Las cavas de la zona norte tienen un origen que se remonta a principios de la década de 1980, cuando se extrajo suelo para construir el terraplén de defensa contra inundaciones. Con el paso del tiempo dejaron de ser simples excavaciones y pasaron a funcionar como reservorios naturales de agua. En total existen más de diez cavas, ocho de las cuales fueron incorporadas al Plan Director de Desagües Pluviales de la zona norte, aprobado en 2011.
Desde el punto de vista técnico, estas cavas cumplen la función de lagunas reguladoras. Durante lluvias intensas reciben los excedentes pluviales provenientes de un área de aproximadamente 2.100 hectáreas comprendida entre las rutas nacionales 11 y 16 y el terraplén de defensa, en el límite con Colonia Benítez. Su objetivo es disminuir el riesgo de anegamientos en los barrios de ese sector, por lo que especialistas y concejales consideran que reducir su capacidad mediante rellenos podría afectar el funcionamiento del sistema de drenaje previsto para la urbanización de la zona.
El caso adquiere una relevancia particular porque la cava cuestionada posee unas 18 hectáreas de superficie y fue la primera de las incluidas en el Plan Director en incorporarse al patrimonio municipal, luego de una donación realizada por sus propietarios. Según explicó el concejal Guillermo Monzón, también se impulsa un proyecto para que las otras siete cavas contempladas por el plan pasen a dominio municipal y queden preservadas como parte de la infraestructura hídrica de la ciudad.
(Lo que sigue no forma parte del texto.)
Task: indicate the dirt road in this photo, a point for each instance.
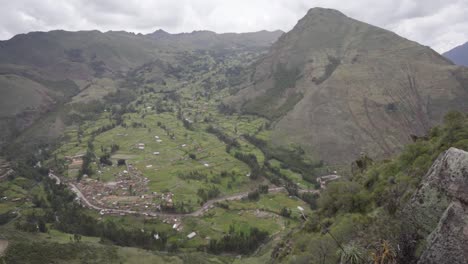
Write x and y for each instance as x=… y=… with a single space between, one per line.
x=206 y=206
x=3 y=246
En el marco del amparo ambiental presentado por los concejales Guillermo Monzón, Lucila Masin y Soledad Villagra, días atrás se desarrolló una audiencia de conciliación entre el Ejecutivo municipal y las partes involucradas. Según indicaron los ediles, durante el encuentro quedó planteada la necesidad de definir una política ambiental para el tratamiento de los residuos urbanos y de preservar las cavas contempladas por el Plan Director de Desagües Pluviales. La causa continuará en la Justicia, a la espera de una nueva convocatoria que permita avanzar en un acuerdo sobre las medidas que deberá adoptar el Municipio.